Against this troubling backdrop, appears the beauty of real sex in a real marriage. It is strange to have to use the adjective “real.” Many an editor would make the point that “sex” and “marriage” should be enough. If it is sex, then it is real sex. And if it is marriage, then it is real marriage. And if it is not real sex then it is no sex at all. And if it is not real marriage then it is no marriage at all. And if you’re a bit dizzy from that string of sentences, then you will have to blame the insanity of our times, not me. 

We live in a day where people are trying to join two men together and call it marriage. Men dress up like women and say they are women. People attempt to “hook up” in the metaverse and call it sex. So we’re left having to distinguish: real marriage and fake marriage, real woman and fake woman, real sex and fake sex, true God and false god.

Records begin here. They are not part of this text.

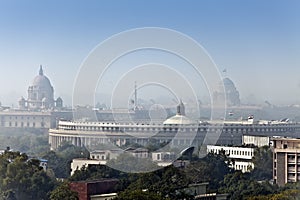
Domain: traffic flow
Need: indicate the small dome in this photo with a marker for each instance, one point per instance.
(41, 81)
(179, 120)
(22, 99)
(44, 99)
(59, 99)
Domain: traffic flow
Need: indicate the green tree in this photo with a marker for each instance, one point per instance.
(64, 192)
(211, 168)
(60, 160)
(240, 186)
(23, 178)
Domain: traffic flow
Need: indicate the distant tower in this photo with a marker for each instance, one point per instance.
(135, 96)
(180, 109)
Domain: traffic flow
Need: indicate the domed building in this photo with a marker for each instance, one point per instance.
(231, 93)
(179, 118)
(40, 94)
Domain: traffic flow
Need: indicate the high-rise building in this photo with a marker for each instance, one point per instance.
(286, 160)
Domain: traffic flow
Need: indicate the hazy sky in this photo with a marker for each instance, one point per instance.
(258, 42)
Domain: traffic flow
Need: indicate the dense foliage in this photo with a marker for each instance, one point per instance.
(23, 178)
(63, 192)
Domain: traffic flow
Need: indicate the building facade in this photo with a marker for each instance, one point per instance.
(241, 156)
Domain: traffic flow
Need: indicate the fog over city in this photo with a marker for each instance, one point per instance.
(256, 45)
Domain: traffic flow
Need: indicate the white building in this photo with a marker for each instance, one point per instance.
(100, 157)
(242, 156)
(256, 140)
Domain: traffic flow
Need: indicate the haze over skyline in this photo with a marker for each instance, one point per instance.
(257, 42)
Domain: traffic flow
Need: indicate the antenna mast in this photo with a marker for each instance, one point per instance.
(135, 96)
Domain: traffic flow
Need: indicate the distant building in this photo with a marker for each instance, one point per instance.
(40, 111)
(241, 156)
(230, 95)
(256, 140)
(100, 157)
(40, 95)
(286, 160)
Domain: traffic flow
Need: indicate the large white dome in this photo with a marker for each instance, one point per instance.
(40, 92)
(179, 118)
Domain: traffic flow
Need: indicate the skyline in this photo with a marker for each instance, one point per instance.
(256, 42)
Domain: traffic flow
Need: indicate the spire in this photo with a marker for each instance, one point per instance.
(41, 73)
(180, 108)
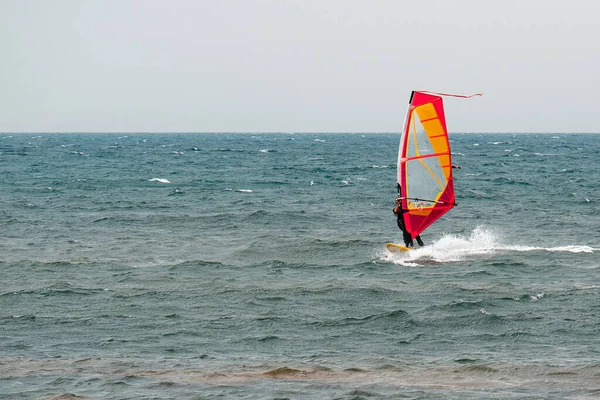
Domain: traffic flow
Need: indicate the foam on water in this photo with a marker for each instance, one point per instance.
(481, 241)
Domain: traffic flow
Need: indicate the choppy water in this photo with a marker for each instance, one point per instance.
(216, 266)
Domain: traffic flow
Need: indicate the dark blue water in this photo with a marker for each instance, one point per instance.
(217, 266)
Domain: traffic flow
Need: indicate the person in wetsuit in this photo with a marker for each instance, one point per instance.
(408, 242)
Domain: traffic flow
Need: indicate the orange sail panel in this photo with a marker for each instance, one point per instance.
(425, 163)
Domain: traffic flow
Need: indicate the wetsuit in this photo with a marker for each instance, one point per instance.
(405, 234)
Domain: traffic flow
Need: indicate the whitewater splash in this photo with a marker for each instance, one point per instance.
(481, 241)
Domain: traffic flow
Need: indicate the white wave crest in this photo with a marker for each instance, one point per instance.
(161, 180)
(481, 241)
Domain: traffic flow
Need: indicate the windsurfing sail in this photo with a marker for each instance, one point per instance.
(425, 182)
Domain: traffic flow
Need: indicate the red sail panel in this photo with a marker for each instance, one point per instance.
(425, 163)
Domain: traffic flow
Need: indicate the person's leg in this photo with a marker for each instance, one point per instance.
(419, 240)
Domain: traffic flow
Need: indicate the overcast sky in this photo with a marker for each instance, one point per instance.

So you can see that all of this is fruit of us cutting down trees in the forest, using one end to cook our food, while bowing down to the other end—

“And none considereth in his heart, neither is there knowledge nor understanding to say, I have burned part of it in the fire; Yea, also I have baked bread upon the coals thereof; I have roasted flesh, and eaten it: And shall I make the residue thereof an abomination? Shall I fall down to the stock of a tree? He feedeth on ashes: A deceived heart hath turned him aside, that he cannot deliver his soul, nor say, Is there not a lie in my right hand” (Isaiah 44:19-20)? Those who engage in pornography have a lie in their right hand. And there is a much better way.

The marriage bed has a purpose. The Christian husband provides his wife with children. In the sexual act, a husband fulfills an obligation to his wife, what Paul calls the wife’s “due benevolence” (1 Corinthians 7:3). The marriage bed is tangible and covenantal. It is no disembodied and lonely fantasy-lust. It is the very consumation of the marriage covenant that reinforces covenant love. It testifies to the work of God in making the two one flesh. And the marriage bed repudiates idolatry, replacing it with the worship of the true and living God. Sex in marriage is submission to and enjoyment of God’s design.

So, if you’re looking to be set free from the grip of pornography, then embrace your wife. Turn away from the vanity and futility of pornographic perversion to your flesh and blood wife. God himself has joined you to her.